I'm guessing that I'm one of the few people in the world that likes this piece of jargon. It represents my central desires when engaging with games. These desires are beginning to change as others in the interwebs help me grasp a greater understanding of not only of who I am and what I believe but of what is possible.
I am an ignorant neophyte. I'm not seeking self-promotion or attention when I interact with others I seek information. I seek knowledge. I seek to compare myself understanding of the universe with others who I admire. I wish to engage in a dialogue about things that matter to me and to these others. I wish to remain a nobody (small 'n') because power corrupts, not that I know, of course.
Versus CluClu Land has educated me and I have responded honestly to Iriquois Pliskin's post on Brecht and MGS2, a post that I think lotusvine would also appreciate. He discusses player alienation and game play and I found it very interesting indeed. Play, that element of gameplay I value most has always been about a sense of exploration, joy and wonder. I test the game's rules, I explore my relationship with the game, I realise the vision of the developer and then I do what I can to make something out of it. The reasons for this are very personal and exist elsewhere on this blog (although there's more, much more that isn't here yet and may never make it here).
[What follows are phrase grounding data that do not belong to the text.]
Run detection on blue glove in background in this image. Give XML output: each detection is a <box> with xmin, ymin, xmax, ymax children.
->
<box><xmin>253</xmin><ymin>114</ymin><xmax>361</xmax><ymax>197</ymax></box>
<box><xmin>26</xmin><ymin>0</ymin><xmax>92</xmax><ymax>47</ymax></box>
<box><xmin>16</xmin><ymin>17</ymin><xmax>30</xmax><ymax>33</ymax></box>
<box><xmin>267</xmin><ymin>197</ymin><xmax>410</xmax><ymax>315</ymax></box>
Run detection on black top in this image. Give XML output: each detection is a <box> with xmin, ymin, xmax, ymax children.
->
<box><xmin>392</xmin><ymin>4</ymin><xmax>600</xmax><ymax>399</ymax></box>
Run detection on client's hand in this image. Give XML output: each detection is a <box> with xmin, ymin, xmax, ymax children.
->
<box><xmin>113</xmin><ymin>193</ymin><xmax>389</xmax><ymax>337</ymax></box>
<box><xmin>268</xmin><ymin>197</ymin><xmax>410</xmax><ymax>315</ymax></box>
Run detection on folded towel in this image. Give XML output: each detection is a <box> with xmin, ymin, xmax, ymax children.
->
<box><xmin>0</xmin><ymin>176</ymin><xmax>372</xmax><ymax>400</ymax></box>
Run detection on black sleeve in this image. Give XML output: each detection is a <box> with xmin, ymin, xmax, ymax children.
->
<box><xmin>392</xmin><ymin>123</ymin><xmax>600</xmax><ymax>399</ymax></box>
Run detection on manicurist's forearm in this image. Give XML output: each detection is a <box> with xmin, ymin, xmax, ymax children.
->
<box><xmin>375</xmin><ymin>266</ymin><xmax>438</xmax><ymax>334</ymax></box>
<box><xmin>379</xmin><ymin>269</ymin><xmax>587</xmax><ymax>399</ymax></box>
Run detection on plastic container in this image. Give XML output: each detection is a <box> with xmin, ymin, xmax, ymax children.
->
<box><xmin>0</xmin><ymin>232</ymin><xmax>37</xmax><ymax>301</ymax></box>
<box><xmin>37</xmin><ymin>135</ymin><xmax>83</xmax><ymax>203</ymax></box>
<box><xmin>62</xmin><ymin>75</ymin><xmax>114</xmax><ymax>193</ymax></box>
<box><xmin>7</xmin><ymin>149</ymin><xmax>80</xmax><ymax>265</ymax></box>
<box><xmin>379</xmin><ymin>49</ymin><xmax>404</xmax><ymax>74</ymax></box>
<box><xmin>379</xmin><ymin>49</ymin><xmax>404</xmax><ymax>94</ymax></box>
I turned away from MGS and from Silent Hill because my notion of play, of gameplay is naive, idealistic, even childish. The structured play proffered by these sorts of games and by games that have linear stories or little functional deviation offer little to extend my belief that games can enable me. I do enjoy many games of this ilk so I'm not completely narrow minded. The question that I ask myself is whether it is possible to forge a gameplay experience that puts the rules in the hands of the player and still be fun or more importantly meaningful.
Mornington Crescent was a game my English teacher adored when I was in High School. Wikipedia covers it's premise aptly enough and when in English class we had fun playing it. Trying to unravel its riddle. The riddle is that it is, in itself, make believe. There are no rules and the winner is the first to name Mornington Crescent on their turn. If one does not know this, then the rules are inscrutable, a humorous trick that teases the ignorant seeking of knowledge. Me. I don't know much of post modern philosophy and its role in games as art, yet. I'm hoping that Pliskin and others will help me, that they don't mind holding the figurative hand of an ignorant nobody. But I wonder if a video game can be designed around the notion of Mornington Crescent. Perhaps the player doesn't know, at first, that the answer to the game is simple, too simple. Perhaps the game leads that player on a merry chase of confusing and humorous phrases, rules, tricks and feints. Perhaps the game itself is so well crafted that it remains playable even after the player gets the "gimmick" because the game itself requires play to unravel all its variants, all its twists and all its wonders.
Wouldn't this then represent the objective vision of Brecht or Kojima without leaving me an embittered ignorant whose understanding of its greater sublime meaning is more "conventional"? I honestly don't believe developers have done anywhere near enough with game play yet, do you?